Semantically Aware Attacks on Text-based Models: An Extension of Context-aware and Neighbourhood Comparisonbased Membership Inference Attacks
(2025) Glänte, Gabriel
Training deep-learning models requires large amounts of data. When this data is sensitive, e.g., containing personal information, it is important to ensure that no sensitive information can be extracted from the trained models. In a membership inference attack (MIA), an adversary is expected to have access to a trained model θ and a data sample d, sampled from the same distribution as the unknown training data. The objective of the adversary is to construct an algorithm A(θ, d) → {0, 1}, where the binary output guesses if d was part of the unknown training data or not.
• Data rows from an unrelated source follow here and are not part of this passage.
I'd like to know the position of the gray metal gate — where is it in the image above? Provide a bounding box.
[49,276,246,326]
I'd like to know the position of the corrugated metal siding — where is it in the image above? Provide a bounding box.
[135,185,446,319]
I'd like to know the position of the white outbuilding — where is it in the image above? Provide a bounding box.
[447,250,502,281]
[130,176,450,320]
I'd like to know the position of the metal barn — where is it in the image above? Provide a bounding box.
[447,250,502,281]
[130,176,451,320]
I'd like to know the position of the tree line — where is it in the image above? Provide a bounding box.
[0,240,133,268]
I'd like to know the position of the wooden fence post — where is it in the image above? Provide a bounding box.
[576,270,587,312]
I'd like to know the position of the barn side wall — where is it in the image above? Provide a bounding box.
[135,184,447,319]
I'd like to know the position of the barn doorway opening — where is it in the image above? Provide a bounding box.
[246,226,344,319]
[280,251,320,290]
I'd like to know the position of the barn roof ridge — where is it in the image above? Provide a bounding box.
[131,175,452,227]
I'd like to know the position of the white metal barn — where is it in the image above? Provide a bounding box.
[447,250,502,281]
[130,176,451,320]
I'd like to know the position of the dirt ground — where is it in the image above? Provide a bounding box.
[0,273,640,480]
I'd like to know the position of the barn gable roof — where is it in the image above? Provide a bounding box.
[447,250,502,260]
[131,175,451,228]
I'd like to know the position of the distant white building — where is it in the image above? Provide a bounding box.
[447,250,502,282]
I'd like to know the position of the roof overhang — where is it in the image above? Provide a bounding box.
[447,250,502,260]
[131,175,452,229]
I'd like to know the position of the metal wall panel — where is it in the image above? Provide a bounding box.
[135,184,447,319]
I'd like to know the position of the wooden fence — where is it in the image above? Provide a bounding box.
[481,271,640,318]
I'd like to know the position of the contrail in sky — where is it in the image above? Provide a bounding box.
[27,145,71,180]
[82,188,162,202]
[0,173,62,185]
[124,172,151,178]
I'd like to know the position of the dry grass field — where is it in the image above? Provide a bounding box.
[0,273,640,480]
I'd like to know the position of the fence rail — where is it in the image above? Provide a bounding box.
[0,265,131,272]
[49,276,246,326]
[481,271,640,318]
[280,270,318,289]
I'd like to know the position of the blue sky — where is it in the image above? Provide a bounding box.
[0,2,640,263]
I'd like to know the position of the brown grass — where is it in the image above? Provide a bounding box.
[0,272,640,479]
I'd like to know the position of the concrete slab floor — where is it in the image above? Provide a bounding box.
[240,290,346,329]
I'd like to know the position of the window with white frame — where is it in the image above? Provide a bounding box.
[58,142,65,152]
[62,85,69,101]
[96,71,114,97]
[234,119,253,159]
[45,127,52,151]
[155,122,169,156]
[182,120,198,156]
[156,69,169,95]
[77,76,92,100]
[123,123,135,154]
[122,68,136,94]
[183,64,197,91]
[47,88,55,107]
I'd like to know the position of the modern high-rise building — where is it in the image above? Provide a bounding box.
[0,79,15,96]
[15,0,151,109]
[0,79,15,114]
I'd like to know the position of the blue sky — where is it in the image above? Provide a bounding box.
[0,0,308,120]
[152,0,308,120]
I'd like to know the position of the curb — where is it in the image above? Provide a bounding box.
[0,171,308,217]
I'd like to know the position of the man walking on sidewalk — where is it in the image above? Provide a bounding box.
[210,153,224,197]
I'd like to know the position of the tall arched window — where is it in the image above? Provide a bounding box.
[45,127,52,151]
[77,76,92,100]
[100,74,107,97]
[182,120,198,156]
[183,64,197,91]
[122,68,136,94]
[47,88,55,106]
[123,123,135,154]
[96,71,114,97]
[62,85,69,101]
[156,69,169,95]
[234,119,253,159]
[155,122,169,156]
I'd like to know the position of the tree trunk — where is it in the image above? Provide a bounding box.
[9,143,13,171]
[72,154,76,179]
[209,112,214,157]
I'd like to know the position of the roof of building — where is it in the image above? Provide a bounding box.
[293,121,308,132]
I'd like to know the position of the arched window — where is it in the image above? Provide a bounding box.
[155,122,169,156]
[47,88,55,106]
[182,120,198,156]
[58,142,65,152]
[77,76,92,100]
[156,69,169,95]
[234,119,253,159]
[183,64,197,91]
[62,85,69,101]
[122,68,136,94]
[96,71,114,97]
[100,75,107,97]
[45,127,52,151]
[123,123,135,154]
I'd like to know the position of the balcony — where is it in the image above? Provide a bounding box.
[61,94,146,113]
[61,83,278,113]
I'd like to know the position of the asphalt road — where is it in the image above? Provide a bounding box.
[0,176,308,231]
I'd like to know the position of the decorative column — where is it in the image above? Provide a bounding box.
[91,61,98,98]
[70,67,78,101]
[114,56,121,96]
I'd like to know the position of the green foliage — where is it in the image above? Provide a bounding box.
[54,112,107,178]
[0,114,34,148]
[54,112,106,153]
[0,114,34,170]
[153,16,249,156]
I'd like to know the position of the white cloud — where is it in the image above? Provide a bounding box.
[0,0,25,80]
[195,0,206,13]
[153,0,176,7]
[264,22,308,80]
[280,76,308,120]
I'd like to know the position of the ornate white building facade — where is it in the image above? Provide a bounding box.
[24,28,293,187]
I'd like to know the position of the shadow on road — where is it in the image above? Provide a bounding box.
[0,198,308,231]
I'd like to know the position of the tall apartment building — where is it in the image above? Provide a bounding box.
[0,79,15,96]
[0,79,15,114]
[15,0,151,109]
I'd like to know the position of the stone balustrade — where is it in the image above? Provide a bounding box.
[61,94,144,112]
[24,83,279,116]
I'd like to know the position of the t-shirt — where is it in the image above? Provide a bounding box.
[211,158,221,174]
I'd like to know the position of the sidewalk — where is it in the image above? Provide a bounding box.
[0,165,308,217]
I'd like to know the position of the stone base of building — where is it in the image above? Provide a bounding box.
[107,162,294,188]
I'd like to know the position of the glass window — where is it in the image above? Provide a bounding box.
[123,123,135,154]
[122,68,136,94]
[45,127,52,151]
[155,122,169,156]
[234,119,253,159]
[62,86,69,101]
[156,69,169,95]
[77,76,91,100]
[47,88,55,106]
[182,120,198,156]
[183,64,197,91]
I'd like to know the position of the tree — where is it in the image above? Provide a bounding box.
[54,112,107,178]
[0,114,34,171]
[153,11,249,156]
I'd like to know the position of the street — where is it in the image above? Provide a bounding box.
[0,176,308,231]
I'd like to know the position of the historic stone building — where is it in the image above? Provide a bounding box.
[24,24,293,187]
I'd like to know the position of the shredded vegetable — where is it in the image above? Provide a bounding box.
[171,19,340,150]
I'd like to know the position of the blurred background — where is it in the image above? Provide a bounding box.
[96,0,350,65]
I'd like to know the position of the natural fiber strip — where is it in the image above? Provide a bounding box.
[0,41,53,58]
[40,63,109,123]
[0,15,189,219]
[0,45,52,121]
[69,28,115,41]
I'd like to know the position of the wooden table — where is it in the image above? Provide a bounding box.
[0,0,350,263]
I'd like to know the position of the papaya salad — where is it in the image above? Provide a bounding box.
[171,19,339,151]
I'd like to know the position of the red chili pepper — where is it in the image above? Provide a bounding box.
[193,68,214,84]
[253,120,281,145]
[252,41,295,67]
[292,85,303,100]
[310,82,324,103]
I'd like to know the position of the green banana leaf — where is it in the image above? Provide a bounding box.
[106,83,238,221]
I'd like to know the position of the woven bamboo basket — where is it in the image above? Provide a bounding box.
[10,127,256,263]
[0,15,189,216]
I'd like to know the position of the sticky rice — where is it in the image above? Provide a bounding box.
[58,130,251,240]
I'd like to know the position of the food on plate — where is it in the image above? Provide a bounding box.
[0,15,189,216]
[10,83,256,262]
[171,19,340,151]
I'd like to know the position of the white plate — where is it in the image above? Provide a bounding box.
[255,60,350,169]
It is commonly assumed that the attacker can access loss values from θ for different prompts; such loss-based signals are crucial for membership checks, even under black-box conditions. For text, the notion of membership is not clear-cut: distinct strings can share the same semantics. Many MIAs therefore fail when they only test exact strings. Recent work reports near-random performance across models and domains (15). This suggests the need to incorporate semantics, i.e., to probe a text together with semantic neighbours that preserve meaning under small, context-appropriate edits. This thesis explores and strengthens such attacks and evaluates them with the standard metrics area under the ROC curve (AUC) and true positive rate at low false-positive rates (TPR@1%FPR). Building on the context-aware membership inference attack (CAMIA) which uses per-token loss sequences rather than a single average loss to construct signals for membership inference (11), the contributions of this thesis are: (i) a custom reimplementation of CAMIA, (ii) integrating a neighbourhood comparison signal that perturbs a text with its semantic neighbours (16), and (iii) novel signals designed to improve loss-informed neighbour generation. Experiments on Pythia-deduped and GPT-Neo models across six subsets of The Pile (19) (streamed via the MIMIR repository (15)) show that these semantics-aware extensions often increase true positive rates at low false positive rates while keeping AUC stable. Overall, modest, loss-guided semantic edits make MIAs more effective for text under realistic black-box conditions.